Finding: SonicWall SonicOS WID-SEC-2026-1313 Adds Edge Infrastructure Pressure
Confidence: Low
BSI CERT-Bund published WID-SEC-2026-1313 for multiple high-severity SonicWall SonicOS vulnerabilities. The extracted data does not include the full technical breakdown, which limits confidence.
Because SonicOS often protects VPN and edge access, exposure review should not wait for exploit chatter. Confirm firmware levels, restrict management-plane access, and check whether remote access services are exposed where they do not need to be.
Update: SAP CAP npm Package Compromise Scope Expanded
Confidence: Medium
The SAP CAP npm package compromise remains an update, not a new lead story. The material change is expanded scope, with newly identified affected package names and versions.
Dependency teams should check lockfiles, CI build manifests and package caches for the named versions from source data, then rotate credentials if any affected package executed in a trusted build environment.
Why This Matters
The day’s work is not one patch queue. It spans exposed automation software, Linux host hardening, OT gateway checks, CI plugin hygiene and edge firewall review. That mix matters because attackers do not need the broadest vulnerability. They need the one reachable control plane that was missed.

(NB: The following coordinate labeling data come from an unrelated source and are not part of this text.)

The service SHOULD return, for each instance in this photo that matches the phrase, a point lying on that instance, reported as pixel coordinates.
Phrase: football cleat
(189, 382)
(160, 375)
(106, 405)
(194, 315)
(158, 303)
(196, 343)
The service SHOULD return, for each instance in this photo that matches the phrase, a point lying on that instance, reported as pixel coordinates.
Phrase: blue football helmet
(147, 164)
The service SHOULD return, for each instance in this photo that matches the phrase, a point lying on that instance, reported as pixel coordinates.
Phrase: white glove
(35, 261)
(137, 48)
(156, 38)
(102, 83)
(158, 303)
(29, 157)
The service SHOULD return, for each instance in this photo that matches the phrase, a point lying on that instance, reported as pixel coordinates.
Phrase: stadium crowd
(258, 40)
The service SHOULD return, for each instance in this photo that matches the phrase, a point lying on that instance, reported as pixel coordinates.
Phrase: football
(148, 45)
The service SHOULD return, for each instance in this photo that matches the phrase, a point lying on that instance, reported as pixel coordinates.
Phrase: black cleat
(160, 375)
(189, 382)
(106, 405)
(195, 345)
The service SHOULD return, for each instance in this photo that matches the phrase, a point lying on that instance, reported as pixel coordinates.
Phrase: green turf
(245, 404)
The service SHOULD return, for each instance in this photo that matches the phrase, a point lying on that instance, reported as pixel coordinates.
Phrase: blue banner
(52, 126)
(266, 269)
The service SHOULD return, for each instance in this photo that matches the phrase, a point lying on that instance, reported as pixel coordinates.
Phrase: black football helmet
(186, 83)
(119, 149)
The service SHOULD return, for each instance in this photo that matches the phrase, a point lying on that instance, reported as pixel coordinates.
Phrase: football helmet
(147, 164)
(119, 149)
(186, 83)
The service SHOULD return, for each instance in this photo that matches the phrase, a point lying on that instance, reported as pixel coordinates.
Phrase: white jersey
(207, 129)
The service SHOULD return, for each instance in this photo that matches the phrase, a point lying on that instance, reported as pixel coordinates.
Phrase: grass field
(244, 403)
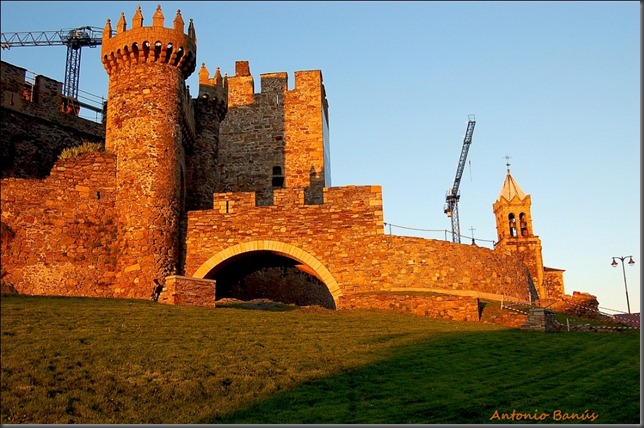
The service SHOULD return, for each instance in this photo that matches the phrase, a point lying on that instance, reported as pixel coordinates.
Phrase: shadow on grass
(506, 376)
(258, 305)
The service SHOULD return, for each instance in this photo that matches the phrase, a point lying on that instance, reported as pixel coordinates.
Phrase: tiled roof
(510, 189)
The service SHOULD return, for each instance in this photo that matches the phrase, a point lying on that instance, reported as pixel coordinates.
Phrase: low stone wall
(182, 290)
(458, 308)
(540, 319)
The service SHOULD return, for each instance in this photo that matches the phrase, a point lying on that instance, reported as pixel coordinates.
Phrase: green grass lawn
(103, 361)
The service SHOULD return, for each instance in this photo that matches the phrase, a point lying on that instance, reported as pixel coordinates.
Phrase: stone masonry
(225, 193)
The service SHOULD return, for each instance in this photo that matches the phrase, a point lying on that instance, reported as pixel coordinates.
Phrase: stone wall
(274, 138)
(149, 126)
(458, 308)
(180, 290)
(59, 234)
(34, 126)
(553, 283)
(540, 319)
(345, 235)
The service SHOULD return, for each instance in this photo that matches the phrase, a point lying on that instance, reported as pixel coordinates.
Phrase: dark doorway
(265, 275)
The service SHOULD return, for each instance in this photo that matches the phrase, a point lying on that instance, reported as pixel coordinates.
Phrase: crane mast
(74, 39)
(451, 207)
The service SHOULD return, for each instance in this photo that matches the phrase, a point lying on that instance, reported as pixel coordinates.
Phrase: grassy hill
(103, 361)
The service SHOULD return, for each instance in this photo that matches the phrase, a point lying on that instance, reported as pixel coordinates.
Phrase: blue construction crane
(451, 207)
(74, 39)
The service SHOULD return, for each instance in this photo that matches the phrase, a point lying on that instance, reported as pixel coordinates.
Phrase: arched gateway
(312, 265)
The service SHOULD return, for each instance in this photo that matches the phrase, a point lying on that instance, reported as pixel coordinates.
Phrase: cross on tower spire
(507, 162)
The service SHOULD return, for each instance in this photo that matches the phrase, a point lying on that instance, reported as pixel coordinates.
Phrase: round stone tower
(149, 125)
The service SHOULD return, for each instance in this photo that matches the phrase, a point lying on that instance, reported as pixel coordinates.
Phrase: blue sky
(553, 85)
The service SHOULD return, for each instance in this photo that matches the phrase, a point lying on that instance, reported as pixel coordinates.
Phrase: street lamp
(630, 262)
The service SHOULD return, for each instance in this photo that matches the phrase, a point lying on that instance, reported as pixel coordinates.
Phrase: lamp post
(631, 262)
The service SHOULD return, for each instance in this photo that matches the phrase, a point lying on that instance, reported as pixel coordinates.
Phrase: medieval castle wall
(59, 234)
(35, 125)
(274, 138)
(346, 235)
(189, 186)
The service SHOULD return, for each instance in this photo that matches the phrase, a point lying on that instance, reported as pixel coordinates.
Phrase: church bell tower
(515, 233)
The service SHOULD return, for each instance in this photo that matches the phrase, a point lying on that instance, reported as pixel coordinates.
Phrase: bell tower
(515, 233)
(149, 127)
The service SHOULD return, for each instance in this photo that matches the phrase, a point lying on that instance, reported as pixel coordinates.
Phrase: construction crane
(74, 39)
(451, 207)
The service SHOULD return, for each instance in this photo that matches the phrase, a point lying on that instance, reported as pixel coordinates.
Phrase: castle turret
(149, 127)
(514, 230)
(201, 162)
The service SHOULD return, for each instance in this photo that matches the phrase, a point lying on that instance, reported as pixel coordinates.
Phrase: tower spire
(507, 162)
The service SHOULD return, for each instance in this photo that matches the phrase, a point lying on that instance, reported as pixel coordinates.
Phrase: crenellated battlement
(149, 44)
(274, 86)
(213, 92)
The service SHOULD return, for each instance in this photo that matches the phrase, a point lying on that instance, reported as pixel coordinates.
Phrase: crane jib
(451, 208)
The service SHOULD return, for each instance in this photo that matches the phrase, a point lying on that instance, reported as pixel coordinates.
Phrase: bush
(71, 152)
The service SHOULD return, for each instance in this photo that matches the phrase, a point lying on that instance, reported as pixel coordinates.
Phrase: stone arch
(279, 248)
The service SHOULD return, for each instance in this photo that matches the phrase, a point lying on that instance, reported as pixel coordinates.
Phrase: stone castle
(226, 195)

Compared with yesterday, the lead has moved away from Windows KEV, LiteLLM and cPanel emergency work. Those items remain important where still unpatched, but they did not carry new evidence in this cycle.
- Recommended Actions
- Find internet-facing Qinglong panels, upgrade fixed releases, and hunt for .fullgc and file.551911.xyz indicators.
- Prioritise CVE-2026-31431 checks on shared Linux hosts, CI runners, Kubernetes nodes and administrator jump boxes.
- Identify ABB AWIN Firmware 2.0-0 deployments and remove management access from routable networks.
- Compare Jenkins controller and plugin inventories against WID-SEC-2026-1320 and upstream plugin advisories.
- Reduce Windows RPC exposure whilst waiting for MSRC confirmation on WID-SEC-2026-1325.
- Confirm SonicWall SonicOS firmware levels and restrict exposed management and VPN surfaces.
- Continue routine patch triage for Chromium CVE-2026-6920 and CVE-2026-6919, Xen/Citrix XenServer CVE-2026-31788, cURL, FreeBSD, GnuTLS, Acronis, zuluCrypt, Wireshark and Protobuf PHP items.
All findings grounded in a13e intelligence sweeps through 05:00 UTC 01 May 2026.